I’m not the biggest Avenged Sevenfold guy — but Nightmare is a killer album, and I respect what they’ve done for metal’s reach. More to the point: I run an independent metal site. So when a prominent metal band finally owns their own music after 26 years in the industry, I’m posting it.
On May 19, A7X announced they’ve purchased back the master recordings and rights to The Stage, The Stage (Deluxe Edition), and Live at the Grammy Museum from Capitol Records. Combined with the completion of their Warner deal — wrapped when Life Is But A Dream… came out in 2023 — the band is now fully independent. For the first time in their existence, they own everything.
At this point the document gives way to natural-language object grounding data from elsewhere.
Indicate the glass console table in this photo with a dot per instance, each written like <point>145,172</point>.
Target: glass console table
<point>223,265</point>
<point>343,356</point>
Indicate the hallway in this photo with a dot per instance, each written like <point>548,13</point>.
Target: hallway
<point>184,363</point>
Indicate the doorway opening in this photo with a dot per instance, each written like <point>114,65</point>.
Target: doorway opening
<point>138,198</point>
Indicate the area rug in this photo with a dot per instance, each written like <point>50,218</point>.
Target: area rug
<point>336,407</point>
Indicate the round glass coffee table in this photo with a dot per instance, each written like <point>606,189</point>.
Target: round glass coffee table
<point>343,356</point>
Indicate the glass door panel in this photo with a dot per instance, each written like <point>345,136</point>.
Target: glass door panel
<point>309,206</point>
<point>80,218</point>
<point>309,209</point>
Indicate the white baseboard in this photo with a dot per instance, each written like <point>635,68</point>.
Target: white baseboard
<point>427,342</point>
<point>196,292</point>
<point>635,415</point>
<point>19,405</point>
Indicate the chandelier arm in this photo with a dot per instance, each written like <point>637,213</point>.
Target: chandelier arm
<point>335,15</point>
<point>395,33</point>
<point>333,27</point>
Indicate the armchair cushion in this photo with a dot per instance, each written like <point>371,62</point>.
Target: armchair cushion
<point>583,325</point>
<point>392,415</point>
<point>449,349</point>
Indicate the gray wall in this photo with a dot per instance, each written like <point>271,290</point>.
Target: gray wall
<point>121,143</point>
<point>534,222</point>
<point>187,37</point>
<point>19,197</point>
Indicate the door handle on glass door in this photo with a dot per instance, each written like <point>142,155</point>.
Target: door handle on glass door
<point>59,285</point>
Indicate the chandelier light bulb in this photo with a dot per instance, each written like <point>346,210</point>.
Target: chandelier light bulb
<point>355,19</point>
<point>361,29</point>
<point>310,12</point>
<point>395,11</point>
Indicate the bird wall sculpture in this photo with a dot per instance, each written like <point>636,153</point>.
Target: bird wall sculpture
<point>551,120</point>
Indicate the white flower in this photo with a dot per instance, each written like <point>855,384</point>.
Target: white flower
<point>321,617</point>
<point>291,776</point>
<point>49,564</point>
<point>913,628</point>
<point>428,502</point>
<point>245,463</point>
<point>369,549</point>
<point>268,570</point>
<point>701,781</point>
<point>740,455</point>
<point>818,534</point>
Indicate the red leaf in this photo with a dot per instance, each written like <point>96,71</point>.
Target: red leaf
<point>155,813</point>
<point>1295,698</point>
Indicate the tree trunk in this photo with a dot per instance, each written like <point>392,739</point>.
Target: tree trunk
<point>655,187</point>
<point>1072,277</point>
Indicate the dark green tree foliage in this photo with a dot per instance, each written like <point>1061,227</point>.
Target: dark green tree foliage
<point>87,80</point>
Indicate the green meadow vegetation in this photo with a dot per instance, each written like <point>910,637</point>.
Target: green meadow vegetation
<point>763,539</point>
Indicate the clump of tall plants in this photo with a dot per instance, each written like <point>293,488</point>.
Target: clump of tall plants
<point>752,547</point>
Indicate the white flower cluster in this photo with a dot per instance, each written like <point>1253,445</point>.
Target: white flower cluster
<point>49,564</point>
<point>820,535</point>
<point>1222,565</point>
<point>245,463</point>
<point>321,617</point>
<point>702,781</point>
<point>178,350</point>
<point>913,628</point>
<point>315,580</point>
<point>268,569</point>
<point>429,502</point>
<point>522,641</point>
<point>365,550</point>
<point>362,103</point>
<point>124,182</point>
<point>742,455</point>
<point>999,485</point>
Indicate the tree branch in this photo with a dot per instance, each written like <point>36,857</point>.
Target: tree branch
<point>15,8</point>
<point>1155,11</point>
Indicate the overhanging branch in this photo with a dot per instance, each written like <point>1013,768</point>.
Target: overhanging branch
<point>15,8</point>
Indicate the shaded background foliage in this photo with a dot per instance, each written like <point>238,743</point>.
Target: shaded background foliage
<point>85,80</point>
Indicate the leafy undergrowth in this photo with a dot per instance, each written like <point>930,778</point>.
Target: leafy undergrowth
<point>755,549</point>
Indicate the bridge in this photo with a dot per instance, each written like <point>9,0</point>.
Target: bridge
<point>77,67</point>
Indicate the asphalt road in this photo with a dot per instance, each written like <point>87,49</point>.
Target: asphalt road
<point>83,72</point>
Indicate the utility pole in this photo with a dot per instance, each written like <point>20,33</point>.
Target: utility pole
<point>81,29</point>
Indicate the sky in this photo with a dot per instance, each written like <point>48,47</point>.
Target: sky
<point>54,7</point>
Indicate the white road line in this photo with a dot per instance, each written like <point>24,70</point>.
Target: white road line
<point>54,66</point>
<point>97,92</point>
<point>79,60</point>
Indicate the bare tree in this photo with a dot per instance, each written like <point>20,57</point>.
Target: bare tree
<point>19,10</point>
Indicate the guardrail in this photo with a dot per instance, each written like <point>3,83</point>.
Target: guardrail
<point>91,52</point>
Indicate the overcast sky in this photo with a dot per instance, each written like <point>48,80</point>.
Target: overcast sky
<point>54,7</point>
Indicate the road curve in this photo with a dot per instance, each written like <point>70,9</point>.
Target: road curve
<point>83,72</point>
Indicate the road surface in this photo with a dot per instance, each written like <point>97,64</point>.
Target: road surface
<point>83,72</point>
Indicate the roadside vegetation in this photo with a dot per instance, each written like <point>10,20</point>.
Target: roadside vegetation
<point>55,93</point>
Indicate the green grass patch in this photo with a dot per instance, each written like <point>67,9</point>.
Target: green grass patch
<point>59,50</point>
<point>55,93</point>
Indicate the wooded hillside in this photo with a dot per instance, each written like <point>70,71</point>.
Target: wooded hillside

Think about what that actually means. To get big in this industry, you sign away the rights to your own creative output. That’s the deal. And most artists — most bands — never make it back to the other side. The catalog sits with the label forever. A7X spent years under Warner, sued their way out via California’s seven-year rule, put The Stage out through Capitol, went back to Warner to finish the contract, and finally — after all of it — clawed their way to full ownership. That’s an almost unheard-of outcome. The music that made them is actually theirs now.
If you’ve got The Stage saved in any playlists, the band flagged it may need to be re-added as the rights transfer takes effect across streaming platforms.
It shouldn’t be this hard to own your own work. Good for them.